Wird dem Arbeitnehmer daher im Entsendevertrag zwischen dem österreichischen Arbeitgeber und der die Arbeitskraft des Arbeitnehmers nutzenden deutschen Schwestergesellschaft das Recht eingeräumt, jeden Freitag seine für die deutsche Schwestergesellschaft erbrachten Dienstleistungen innerhalb seines österreichischen Familienwohnsitzes zu erbringen (Homeoffice-Tag), so unterliegen die für diese in Österreich erbrachten Dienstleistungen gezahlten Gehaltsbestandteile ausschließlich dem österreichischen Besteuerungsanspruch.

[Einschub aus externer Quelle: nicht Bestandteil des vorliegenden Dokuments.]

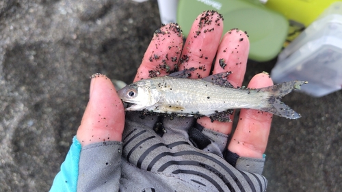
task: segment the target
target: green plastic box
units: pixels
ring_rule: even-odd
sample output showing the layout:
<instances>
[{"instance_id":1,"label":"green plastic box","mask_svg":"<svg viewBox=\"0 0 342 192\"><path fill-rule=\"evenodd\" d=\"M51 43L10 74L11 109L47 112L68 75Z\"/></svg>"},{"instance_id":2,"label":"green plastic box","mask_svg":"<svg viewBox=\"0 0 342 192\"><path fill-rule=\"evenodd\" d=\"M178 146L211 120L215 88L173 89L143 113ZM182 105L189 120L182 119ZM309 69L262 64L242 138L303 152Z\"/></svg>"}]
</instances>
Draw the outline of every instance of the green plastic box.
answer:
<instances>
[{"instance_id":1,"label":"green plastic box","mask_svg":"<svg viewBox=\"0 0 342 192\"><path fill-rule=\"evenodd\" d=\"M192 23L202 12L214 10L224 18L224 34L239 28L248 32L249 59L266 61L277 56L286 39L289 24L280 13L253 0L179 0L177 23L187 36Z\"/></svg>"}]
</instances>

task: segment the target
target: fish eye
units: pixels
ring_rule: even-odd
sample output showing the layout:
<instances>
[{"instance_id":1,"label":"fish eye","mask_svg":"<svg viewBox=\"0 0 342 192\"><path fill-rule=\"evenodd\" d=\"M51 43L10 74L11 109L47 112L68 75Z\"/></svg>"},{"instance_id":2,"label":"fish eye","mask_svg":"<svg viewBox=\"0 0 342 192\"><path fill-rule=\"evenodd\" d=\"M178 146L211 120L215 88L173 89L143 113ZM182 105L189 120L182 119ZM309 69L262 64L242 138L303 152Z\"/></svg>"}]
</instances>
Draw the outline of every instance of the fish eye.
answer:
<instances>
[{"instance_id":1,"label":"fish eye","mask_svg":"<svg viewBox=\"0 0 342 192\"><path fill-rule=\"evenodd\" d=\"M135 97L137 96L137 93L135 90L131 90L127 92L127 95L130 97Z\"/></svg>"}]
</instances>

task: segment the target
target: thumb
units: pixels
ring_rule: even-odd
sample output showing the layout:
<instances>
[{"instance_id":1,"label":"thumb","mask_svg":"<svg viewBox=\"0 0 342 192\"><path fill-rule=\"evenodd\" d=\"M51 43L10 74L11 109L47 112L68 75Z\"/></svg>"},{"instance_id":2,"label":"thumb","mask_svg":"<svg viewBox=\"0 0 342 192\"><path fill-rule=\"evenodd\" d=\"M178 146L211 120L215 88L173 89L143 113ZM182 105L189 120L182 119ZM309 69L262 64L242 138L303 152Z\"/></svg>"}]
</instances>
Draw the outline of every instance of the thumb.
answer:
<instances>
[{"instance_id":1,"label":"thumb","mask_svg":"<svg viewBox=\"0 0 342 192\"><path fill-rule=\"evenodd\" d=\"M82 146L122 139L124 109L113 83L104 74L95 74L90 82L90 99L76 137Z\"/></svg>"}]
</instances>

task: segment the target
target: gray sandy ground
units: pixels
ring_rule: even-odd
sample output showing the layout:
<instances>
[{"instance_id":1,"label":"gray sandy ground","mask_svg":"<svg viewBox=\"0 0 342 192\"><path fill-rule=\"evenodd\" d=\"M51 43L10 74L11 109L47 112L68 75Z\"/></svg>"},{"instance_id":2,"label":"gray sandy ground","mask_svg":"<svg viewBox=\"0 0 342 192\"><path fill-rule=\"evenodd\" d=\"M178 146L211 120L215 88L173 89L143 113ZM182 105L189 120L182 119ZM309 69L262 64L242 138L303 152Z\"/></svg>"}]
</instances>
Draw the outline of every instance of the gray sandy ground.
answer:
<instances>
[{"instance_id":1,"label":"gray sandy ground","mask_svg":"<svg viewBox=\"0 0 342 192\"><path fill-rule=\"evenodd\" d=\"M159 26L156 1L0 0L1 191L49 189L81 121L90 75L131 82ZM245 85L274 64L250 61ZM295 92L283 101L302 118L274 118L267 191L338 191L342 92L320 98Z\"/></svg>"}]
</instances>

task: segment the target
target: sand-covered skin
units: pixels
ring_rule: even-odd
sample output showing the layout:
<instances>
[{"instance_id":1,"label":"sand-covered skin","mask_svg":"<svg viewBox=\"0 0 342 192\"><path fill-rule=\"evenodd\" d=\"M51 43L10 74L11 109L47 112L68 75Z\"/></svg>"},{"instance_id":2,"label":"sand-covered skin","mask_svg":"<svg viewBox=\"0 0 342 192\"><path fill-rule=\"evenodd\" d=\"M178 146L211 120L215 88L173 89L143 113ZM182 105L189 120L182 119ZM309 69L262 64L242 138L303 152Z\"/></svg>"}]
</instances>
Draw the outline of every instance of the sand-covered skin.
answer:
<instances>
[{"instance_id":1,"label":"sand-covered skin","mask_svg":"<svg viewBox=\"0 0 342 192\"><path fill-rule=\"evenodd\" d=\"M160 27L157 1L93 1L0 3L1 191L49 189L79 126L90 76L131 83ZM243 84L274 62L248 62ZM338 191L342 92L321 98L292 93L282 100L302 117L274 117L267 191Z\"/></svg>"}]
</instances>

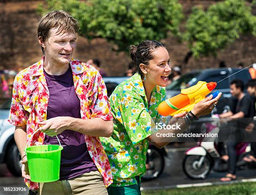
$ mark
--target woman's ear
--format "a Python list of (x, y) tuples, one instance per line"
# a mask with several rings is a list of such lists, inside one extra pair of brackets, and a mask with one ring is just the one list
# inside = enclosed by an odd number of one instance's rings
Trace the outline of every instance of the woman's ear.
[(141, 70), (141, 71), (144, 74), (146, 74), (148, 73), (148, 71), (147, 69), (147, 65), (145, 65), (143, 63), (141, 63), (139, 65), (140, 68)]

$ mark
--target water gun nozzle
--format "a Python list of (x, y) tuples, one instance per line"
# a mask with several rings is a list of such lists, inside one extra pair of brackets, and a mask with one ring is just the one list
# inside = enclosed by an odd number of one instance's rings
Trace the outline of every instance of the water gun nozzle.
[(215, 82), (210, 82), (206, 84), (206, 86), (207, 86), (209, 91), (212, 91), (217, 86), (217, 83)]

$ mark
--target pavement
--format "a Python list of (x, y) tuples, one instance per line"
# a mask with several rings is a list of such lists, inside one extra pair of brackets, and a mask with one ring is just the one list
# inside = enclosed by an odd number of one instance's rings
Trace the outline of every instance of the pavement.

In einem zwischen der österreichischen und deutschen Finanzverwaltung zwar paraphierten aber auf deutschen Wunsch noch nicht kundgemachten Anwendungsschreiben zum DBA-Deutschland wurde mit der deutschen Finanzverwaltung Einvernehmen erzielt, dass für die Frage der Aufteilung des Arbeitslohns - anders als bei der OECD-konformen Zählweise bei der Berechnung der 183-Tage-Frist im Sinn des Art. 15 Abs. 2 des Abkommens - nicht von den Tagen des physischen Aufenthalts, sondern von den vereinbarten Arbeitstagen auszugehen ist (vgl. hins. der Maßgeblichkeit der vereinbarten Arbeitstage auch BFH v. 29.01.1986, BStBl II 1986, 479). Somit ist für die Berechnung des Anteils des dem österreichischen Besteuerungsrecht unterliegenden Arbeitslohnes im jeweiligen Kalenderjahr, in dem die für das Besteuerungsrecht Deutschlands maßgebliche 183-Tage-Frist überschritten wird, zunächst die Zahl der Gesamtarbeitstage in diesem Kalenderjahr festzustellen. Von dieser sind sodann die in Deutschland verbrachten reinen Arbeitstage abzuziehen. Die Differenz ergibt die in Österreich verbrachten Arbeitstage. Nun ist zunächst festzustellen, welche Bezugsteile ausschließlich durch die in dem einen oder dem anderen Staat ausgeübte Tätigkeit verursacht wurden. Diese Bezugsteile wären zunächst direkt dem jeweiligen Staat zuzuordnen. Hinsichtlich der nicht direkt zuordenbaren Bezugsteile (zB 13. und 14. Monatsbezug, Weihnachts-, Urlaubsvergütungen) hätte sodann eine Aufteilung im Verhältnis der in Österreich und in Deutschland erbrachten Arbeitstage zu erfolgen.

Wird auf Grund des Entsendevertrags dem Dienstnehmer aus privaten Gründen das Recht eingeräumt, seine Wochenenden bei seiner Familie in Wien zu verbringen und erklärt sich die die Arbeitskraft des entsandten Arbeitnehmers nutzende deutsche Schwestergesellschaft bereit, die Fahrtkosten für diese Familienheimfahrten zu ersetzen, so stellen diese Fahrkostenvergütungen einen von dritter Seite geleisteten Vorteil aus dem Dienstverhältnis dar. Ist die Einräumung dieses Vorteils privat verursacht und solcherart ausschließlich auf die Möglichkeit der Verbringung des arbeitsfreien Wochenendes im Ansässigkeitsstaat bezogen, so kann dieser Entgeltsbestandteil nicht kausal dem Homeoffice-Tag zugerechnet werden. Diese Fahrtkostenvergütungen wären daher nach dem für die Aufteilung des Gesamtentgelts entsprechend der oben dargestellten Methode maßgeblichen allgemeinen Aufteilungsschlüssel auf die beiden Vertragsstaaten zu verteilen.